Image processing speedups in Halide
Hello! I wanted to explore this programming language, Halide, after hearing about it from my last internship. It’s an older language embedded with C++, but it offers some neat ways to think about optimization, which is especially relevant in today’s “compute-bound vs memory-bound” discussion.
Halide gives the flexibility of a C++ library with the performance of a standalone compiler. You can write your code in C++, but Halide JIT-compiles them into optimized, C ABI-compatible code at runtime. I liked using this language because of what it teaches you: chaining image processing functions kills performance (each function reads from memory, computes, and writes back to memory). Your CPU spends more time moving data than processing it.
Halide lets you write the algorithm once, then experiment with different execution strategies. I.e. if you want to process 64x64 tiles for cache usage, want to vectorize across 8 pixels instead of 4… you can specify
The primary use case for Halide is speeding up image processing. The way we achieve speedups is quite different from existing library optimizations like PyTorch’s JIT Compiler or compiler flags like -o3. Instead we separate the algorithm from the schedule (or what to compute from how to optimize it).
Basic Image Operations Halide can speed up:
- Blur, sharpen, edge detection
- Color space conversions (RGB ↔ YUV, HDR tone mapping)
- Resize, rotate, geometric transforms
- Histogram equalization, gamma correction
Theis post are my rough draft notes and a lot of the info is from the CPPCon’s Halide Demo ! At the bottom is code showing how to apply a blur in Halide.
3 typical optimizations
- Parallelism - split work across cores
- Divide independent work across independent CPU cores
- Recompute redundant work instead of loading from distant memory
- Loading a value from memory is sometimes slower than recomputing it.
- This is especially true when vectorizing
- Locality keep data close together in cache
- If you just wrote a value to memory, you should try to use it quickly, while it’s still in cache
How the tradeoff manifests in practice
We try to trade off between these 3 factors.
- Parallelism vs locality
- Dependency chains
- High parallelism
- If operation B depends on operation A’s output, high parallelism.
- Compute all of A then all of B. poor locality - As results get cold in cache
- High locality
- Compute A then immediately compute B for the same data region (limits parallelism)
- Redundant work
- Have multiple cores each compute the A values they need for their B work
Halide’s solution: you explicitly choose the optimization strategy - tile sizes (how big should each chunk of data be to fit nicely in cache), loop ordering (which dimensions should be processed first), which loops to parallelize.

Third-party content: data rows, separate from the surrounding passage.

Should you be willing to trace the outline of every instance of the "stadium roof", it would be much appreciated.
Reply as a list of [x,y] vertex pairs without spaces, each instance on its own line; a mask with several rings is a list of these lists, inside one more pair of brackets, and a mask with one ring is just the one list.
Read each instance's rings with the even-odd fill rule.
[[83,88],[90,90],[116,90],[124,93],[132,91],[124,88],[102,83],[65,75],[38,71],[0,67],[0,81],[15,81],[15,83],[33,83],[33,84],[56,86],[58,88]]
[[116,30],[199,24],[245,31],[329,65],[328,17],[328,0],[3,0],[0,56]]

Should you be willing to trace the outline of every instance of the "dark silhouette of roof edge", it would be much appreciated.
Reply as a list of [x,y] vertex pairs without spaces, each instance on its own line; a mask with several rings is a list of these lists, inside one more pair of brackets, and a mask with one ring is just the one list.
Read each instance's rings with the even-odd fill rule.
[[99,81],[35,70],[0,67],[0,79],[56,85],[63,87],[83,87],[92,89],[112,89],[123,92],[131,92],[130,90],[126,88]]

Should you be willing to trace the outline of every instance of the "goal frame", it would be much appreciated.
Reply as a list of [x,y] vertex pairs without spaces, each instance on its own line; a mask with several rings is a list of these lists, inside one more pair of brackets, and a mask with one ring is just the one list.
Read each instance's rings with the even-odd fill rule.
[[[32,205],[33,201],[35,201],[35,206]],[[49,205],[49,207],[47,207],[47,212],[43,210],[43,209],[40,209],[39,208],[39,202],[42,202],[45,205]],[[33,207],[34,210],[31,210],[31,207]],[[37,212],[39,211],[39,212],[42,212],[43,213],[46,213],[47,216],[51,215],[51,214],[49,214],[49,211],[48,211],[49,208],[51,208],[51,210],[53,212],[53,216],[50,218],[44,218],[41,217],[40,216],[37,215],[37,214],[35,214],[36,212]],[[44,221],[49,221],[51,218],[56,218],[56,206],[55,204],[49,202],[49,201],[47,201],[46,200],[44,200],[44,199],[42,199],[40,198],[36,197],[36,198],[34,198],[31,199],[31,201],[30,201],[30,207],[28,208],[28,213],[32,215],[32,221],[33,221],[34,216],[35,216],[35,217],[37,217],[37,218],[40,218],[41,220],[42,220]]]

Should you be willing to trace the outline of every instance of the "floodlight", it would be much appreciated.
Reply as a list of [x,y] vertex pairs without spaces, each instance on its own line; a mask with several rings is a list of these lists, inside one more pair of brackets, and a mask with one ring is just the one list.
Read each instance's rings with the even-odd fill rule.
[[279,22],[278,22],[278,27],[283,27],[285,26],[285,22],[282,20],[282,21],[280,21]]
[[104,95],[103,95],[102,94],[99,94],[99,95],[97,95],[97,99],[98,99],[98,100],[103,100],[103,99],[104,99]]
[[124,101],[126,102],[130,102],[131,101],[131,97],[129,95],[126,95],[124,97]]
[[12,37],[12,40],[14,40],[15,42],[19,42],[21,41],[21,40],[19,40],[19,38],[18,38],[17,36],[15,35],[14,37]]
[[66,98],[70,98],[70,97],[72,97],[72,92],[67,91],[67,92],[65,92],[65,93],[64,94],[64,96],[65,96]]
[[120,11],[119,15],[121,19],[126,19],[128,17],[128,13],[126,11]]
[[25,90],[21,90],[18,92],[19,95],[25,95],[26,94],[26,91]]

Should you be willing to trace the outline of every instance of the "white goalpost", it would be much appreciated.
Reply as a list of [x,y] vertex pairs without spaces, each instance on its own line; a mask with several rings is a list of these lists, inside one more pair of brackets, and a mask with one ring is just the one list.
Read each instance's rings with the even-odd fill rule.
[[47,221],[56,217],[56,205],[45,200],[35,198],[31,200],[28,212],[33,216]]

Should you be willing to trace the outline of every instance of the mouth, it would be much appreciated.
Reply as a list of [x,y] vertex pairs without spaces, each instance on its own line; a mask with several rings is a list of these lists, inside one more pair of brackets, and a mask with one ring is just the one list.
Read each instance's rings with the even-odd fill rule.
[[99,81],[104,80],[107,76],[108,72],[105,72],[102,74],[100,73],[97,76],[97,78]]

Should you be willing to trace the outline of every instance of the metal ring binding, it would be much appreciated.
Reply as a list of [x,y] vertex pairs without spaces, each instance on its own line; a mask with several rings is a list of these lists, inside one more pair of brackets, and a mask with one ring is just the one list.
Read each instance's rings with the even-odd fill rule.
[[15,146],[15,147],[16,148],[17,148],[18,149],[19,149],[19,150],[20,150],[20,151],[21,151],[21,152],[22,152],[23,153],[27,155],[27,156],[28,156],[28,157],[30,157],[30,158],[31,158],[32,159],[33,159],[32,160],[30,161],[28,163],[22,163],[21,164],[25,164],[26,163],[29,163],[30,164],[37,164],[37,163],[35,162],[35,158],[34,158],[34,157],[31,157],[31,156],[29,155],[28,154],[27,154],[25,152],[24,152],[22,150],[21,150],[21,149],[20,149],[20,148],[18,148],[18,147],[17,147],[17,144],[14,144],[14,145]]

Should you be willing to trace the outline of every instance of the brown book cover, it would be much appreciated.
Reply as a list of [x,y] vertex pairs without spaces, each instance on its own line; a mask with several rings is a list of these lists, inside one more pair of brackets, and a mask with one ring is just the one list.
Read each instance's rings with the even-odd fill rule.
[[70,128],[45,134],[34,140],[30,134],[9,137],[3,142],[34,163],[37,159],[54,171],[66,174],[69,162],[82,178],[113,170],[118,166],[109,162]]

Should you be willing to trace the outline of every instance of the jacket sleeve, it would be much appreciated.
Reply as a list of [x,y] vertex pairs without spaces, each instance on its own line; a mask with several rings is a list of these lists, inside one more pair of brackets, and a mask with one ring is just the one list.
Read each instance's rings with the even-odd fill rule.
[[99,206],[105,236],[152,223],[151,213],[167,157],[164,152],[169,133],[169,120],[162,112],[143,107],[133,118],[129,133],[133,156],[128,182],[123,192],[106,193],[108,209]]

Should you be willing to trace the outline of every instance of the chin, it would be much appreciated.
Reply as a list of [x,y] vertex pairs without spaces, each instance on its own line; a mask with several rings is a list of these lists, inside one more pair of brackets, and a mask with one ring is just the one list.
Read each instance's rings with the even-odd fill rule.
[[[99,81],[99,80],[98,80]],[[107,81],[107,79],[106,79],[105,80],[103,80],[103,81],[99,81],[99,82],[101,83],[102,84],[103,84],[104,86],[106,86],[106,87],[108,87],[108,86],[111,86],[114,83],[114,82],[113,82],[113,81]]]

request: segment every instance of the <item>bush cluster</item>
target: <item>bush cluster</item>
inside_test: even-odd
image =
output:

The compiler doesn’t make assumptions about what’s best for the use case - you tell it to compute this much of A, then immediately do the corresponding B work, or fully parallelize A, accept the cache misses, then do B.
Difference between chaining multiple optimized library calls and Halide
When you chain together optimized library calls, each step reads data from DRAM, does its optimized computation, writes results back to DRAM (slow)
Example: Input → [Read] → Func1 → [Write] → [Read] → Func2 → [Write] → [Read] → Func3 → [Write] → Output
You’re executing 6 DRAM operations instead of 2. Each intermediate result materializes in slow memory (200+ cycle latency), immediately gets read back for the next stage. The “optimized” kernels become pessimal when chained due to memory wall constraints.
Halide enables: Input → [Read tile] → Func1→Func2→Func3 → [Write tile] → Next tile
Flow: Read a small tile of input data. Compute step 1,2,3 on that tile while it’s hot in cache. Write the final result. Move to the next tile. This is called “fusion” - instead of materializing intermediate results in slow DRAM, you keep data flowing through the fast cache hierarchy. The optimized kernels are actually pessimal when chained together due to memory bandwidth bottlenecks
Rather than library_func1() -> library_funct2() -> library func3(), Halide lets you fuse the entire pipeline so data flows through the cache
Why not use -O4 flag?
O4 refers to compiler optimization levels, aggressive optimization setting beyond -O3.
The compiler can’t restructure your entire computation pipeline - it optimizes functions individually but can’t fuse separate library calls or reorganize data flow across your whole program
Example: Making a blur faster in Halide
Example: Two-Pass Blur Implementation Setup: 3×3 blur implemented as separable horizontal + vertical passes
Stage 1: Horizontal blur (1×3 kernel) Stage 2: Vertical blur (3×1 kernel) Boundary handling: Extend edges to preserve output dimensions
Traditional implementation: Each pass reads the entire image, writes the entire intermediate result. For a 4K image, that’s ~50MB written and immediately re-read.
Halide fusion: Process 64×64 tiles through both passes while data remains cache-resident. The intermediate horizontal blur result never touches DRAM—it flows directly into the vertical pass. This architectural shift transforms a memory-bound algorithm into a compute-bound one, often delivering 3-10× speedups on bandwidth-constrained hardware.
How to make a blur faster
Tiling: breaks the image into smaller tiles (32x8) pixels that fit better in cache
Parallelization: Uses parallel() to process different tiles on multiple CPU cores
Vectorization: uses vectorize() to process multiple pixels simultaneously using SIMD instructions
Compute scheduling: uses compute_at() to keep intermediate results (horizontal blur) in cache rather than writing to/reading from memory
#include "Halide.h"
using namespace Halide;
Func blur_example() {
// Input image
Buffer input = load_image("input.png");
Func input_func("input");
input_func(x, y) = input(x, y);
// Blur edges
Func clamped("clamped");
clamped(x, y) = input_func(clamp(x, 0, input.width()-1),
clamp(y, 0, input.height()-1));
// Horizontal blur
Func blur_x("blur_x");
blur_x(x, y) = (clamped(x-1, y) + clamped(x, y) + clamped(x+1, y)) / 3;
// Vertical blur
Func blur_y("blur_y");
blur_y(x, y) = (blur_x(x, y-1) + blur_x(x, y) + blur_x(x, y+1)) / 3;
return blur_y;
}